Innovative Therapy Keeps Brain Cancer in Check


Moakley in TImes SquareIn June 2015, while gearing up for a summer of socializing, golfing and boating, Jack Moakley was diagnosed with glioblastoma. The common, aggressive and difficult-to-treat brain cancer has no known cure.

Earlier that year, he had noticed that he’d begun to drift to the left side of the road while driving. There were other unexplained symptoms, too: anxiety, coordination issues and a ghost taste and smell.

Moakley, 61 and a Falmouth resident, saw a neurologist at BIDMC. After a series of tests that pointed to glioblastoma, neurosurgeon Ekkehard M. Kasper, Ph.D., M.D., Co-Director of the Brain Tumor Program at the Cancer Center at BIDMC, performed surgery to remove a “lemon-sized” tumor from Moakley’s brain. The surgery was followed by radiation and chemotherapy.

 

Common Brain Tumor Type

Glioblastoma is the most common type of primary brain cancer in adults, representing about a third of the 24,000 malignant tumors of the brain or spinal cord diagnosed each year. It may spread quickly because it’s close to a large network of blood vessels in the brain.

As often happens with glioblastoma, Moakley’s tumor had invaded the brain and could not be entirely removed. His care team discovered that the tumor was growing again.

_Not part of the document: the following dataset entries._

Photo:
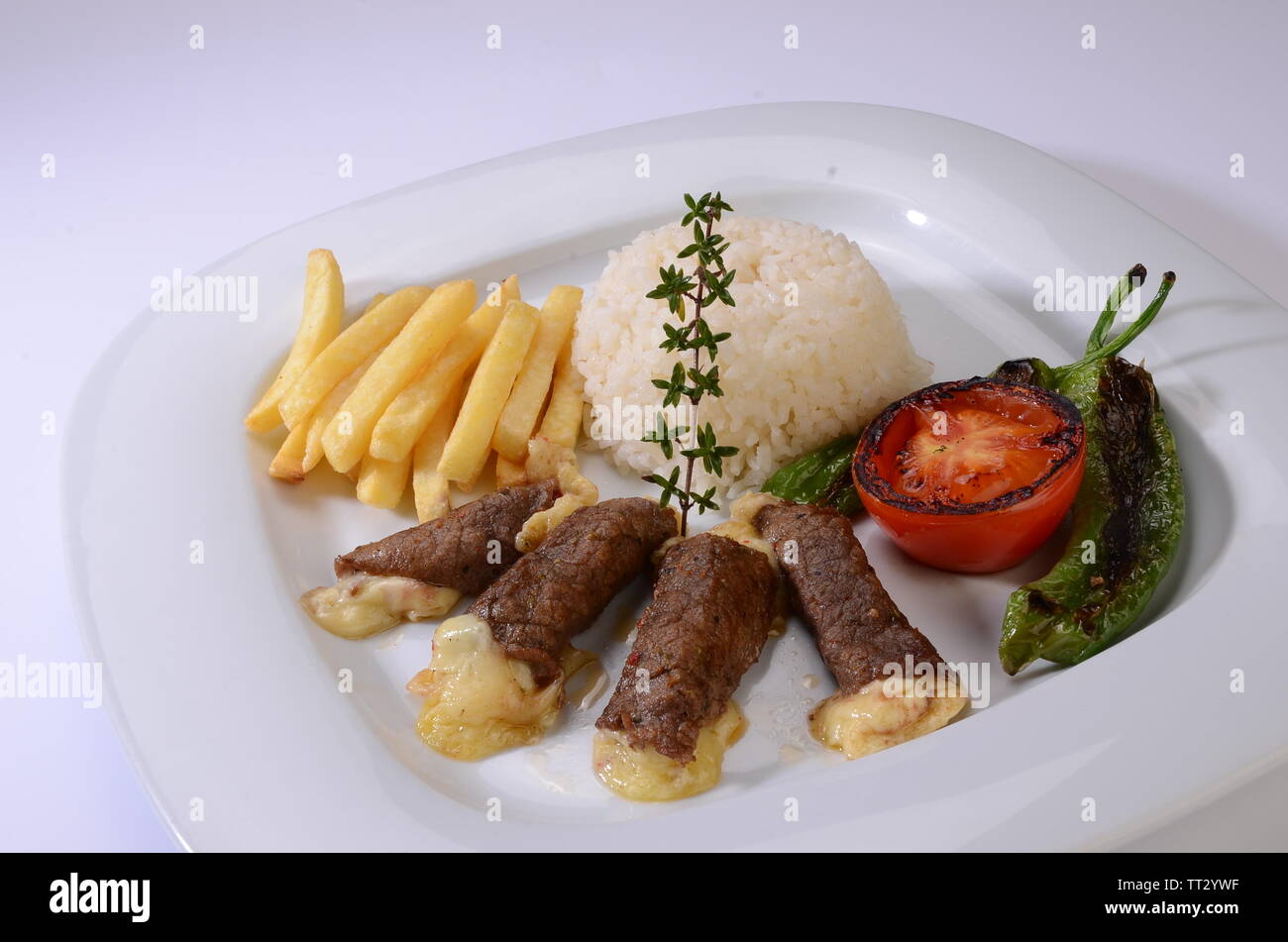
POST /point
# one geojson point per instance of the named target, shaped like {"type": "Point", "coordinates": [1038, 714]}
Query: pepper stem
{"type": "Point", "coordinates": [1121, 292]}
{"type": "Point", "coordinates": [1127, 336]}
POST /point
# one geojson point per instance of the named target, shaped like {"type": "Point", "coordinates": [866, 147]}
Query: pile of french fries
{"type": "Point", "coordinates": [424, 387]}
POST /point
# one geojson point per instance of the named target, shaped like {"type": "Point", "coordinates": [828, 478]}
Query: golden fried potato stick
{"type": "Point", "coordinates": [433, 497]}
{"type": "Point", "coordinates": [381, 482]}
{"type": "Point", "coordinates": [411, 411]}
{"type": "Point", "coordinates": [323, 308]}
{"type": "Point", "coordinates": [346, 353]}
{"type": "Point", "coordinates": [321, 418]}
{"type": "Point", "coordinates": [522, 411]}
{"type": "Point", "coordinates": [562, 422]}
{"type": "Point", "coordinates": [509, 473]}
{"type": "Point", "coordinates": [469, 444]}
{"type": "Point", "coordinates": [420, 341]}
{"type": "Point", "coordinates": [549, 459]}
{"type": "Point", "coordinates": [288, 463]}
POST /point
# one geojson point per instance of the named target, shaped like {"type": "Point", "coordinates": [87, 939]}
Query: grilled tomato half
{"type": "Point", "coordinates": [973, 475]}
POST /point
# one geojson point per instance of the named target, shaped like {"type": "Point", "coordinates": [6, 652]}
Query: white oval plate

Neuro-oncologist Eric T. Wong, MD, Co-Director of the Brain Tumor Program at the Cancer Center at BIDMC, suggested a change in tactics: Tumor Treatment Fields (TTFields). This form of electromagnetic therapy was approved by the FDA for use in recurrent glioblastoma in 2011.

Unlike chemo, which impacts the entire body--healthy cells and tumor cells, TTFields is a localized treatment with low-intensity electrical waves that in themselves cause virtually no side-effects. The electrical waves affect only tumor cells as they divide and reproduce. The waves are delivered through an unusual cap-like system, which contains wires and electrodes applied to a shaved head.

Extending Survival

Although some doctors debate the effectiveness of TTFields, research in which Wong has participated indicates that the therapy extends the median survival of people with glioblastoma by five months and can stabilize the disease for as much as two years.

The treatment sometimes concerns patients because it must be worn at least 75 percent of the time. It can cause skin irritation, difficulty sleeping and bathing and concern about one’s appearance.

“You just have to ask yourself, if this thing can save or extend your life, is it worth it?” said Dr. Wong. “I cannot make that decision for you, and some individuals cannot get over the inconveniences and impacts of the treatment. But that is okay, I will find other solutions for them.”

Moakley set the concerns aside and never looked back. After nearly two years, his condition is stable. He continues to have MRIs every three months to check for tumor growth and returns to BIDMC biweekly for chemo infusions. He developed a collection of cool skull caps and again works, socializes, walks, bikes and golfs. He has even returned to his ultimate “happy place,” his boat, suitably named All In.

Once you get used to TTFields, Moakley said, “Life can be anything you want it to be. The only limitation is your mind.”